In Figure 3, direct link among APOA4, HP, and SERPINA1 may specify an interaction among them. Network topology analysis showed central features of 2 proteins of C3 and SERPINA1 in the network as tabulated in Table 2. This analysis detected 3 proteins (ALB, APP, and APOA1) as candidates for central proteins that may be related to OCD risk. These proteins are also important in disorders such as schizophrenia (Huang, 2002; Levin et al., 2009; Yang et al., 2006). Biological processes related to differentially changed proteins may be remarkably influenced. As mentioned earlier, 1 of the important changes in brain diseases is the accumulation of oxidative products. This fact is also confirmed by gene ontology analysis of proteins identified in OCD shown in Table 3.

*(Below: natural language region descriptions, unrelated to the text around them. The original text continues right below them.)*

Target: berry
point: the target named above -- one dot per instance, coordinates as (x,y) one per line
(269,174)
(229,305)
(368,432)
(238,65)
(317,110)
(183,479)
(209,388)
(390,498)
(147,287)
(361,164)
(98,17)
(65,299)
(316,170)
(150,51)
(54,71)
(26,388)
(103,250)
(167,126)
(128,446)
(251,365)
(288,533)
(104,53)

Hydrogen peroxide catabolic process is the primary-linked annotation of the identified proteins. The dysregulation of it may be one of the reasons of presentation of oxidative products. Further investigation of network topology identified 8 complexes of proteins, that the identified proteins in the current study are present in 4 of the top ranked ones. As shown in Table 4, central proteins in the network, SERPINA1 and C3, also belong to the 1st top clusters. This fact may imply the additionally important role of these proteins in the network integrity. The 5 top ranked protein complexes were further analyzed for biological process enrichment as depicted in Figure 5. The significant processes for the cluster 1 to 4 were the negative regulation of endopeptidase activity, leukocyte chemotaxis, regulation of plasma lipoprotein levels, and retrograde protein transport, ER to cytosol, respectively. These annotations may have important roles in OCD related mechanisms.

Finally, proteomic analysis and proteins identified in PPI network construction and their related processes were previously reported in other brain diseases as well. Consequently, literature review can be counted as an approach to validate the current preliminary study. Overall, the findings may be useful to understand molecular behavior of OCD and provide a starting point for further investigations of OCD proteome profile changes.

In conclusion, proteins involved in the OCD risk, provide new insight on the complexity of the disorder. IGHA1, APOA4, HP, SERPINA1, and C3 with significant expression changes, in particular the last 2 mentioned proteins with high centrality properties, may serve as potential treatment targets; however, furthered research is required to validate the preliminary information. It is also suggested to improve OCD diagnosis and treatment approaches by analyzing serum proteome with the focus on low-abundance proteins.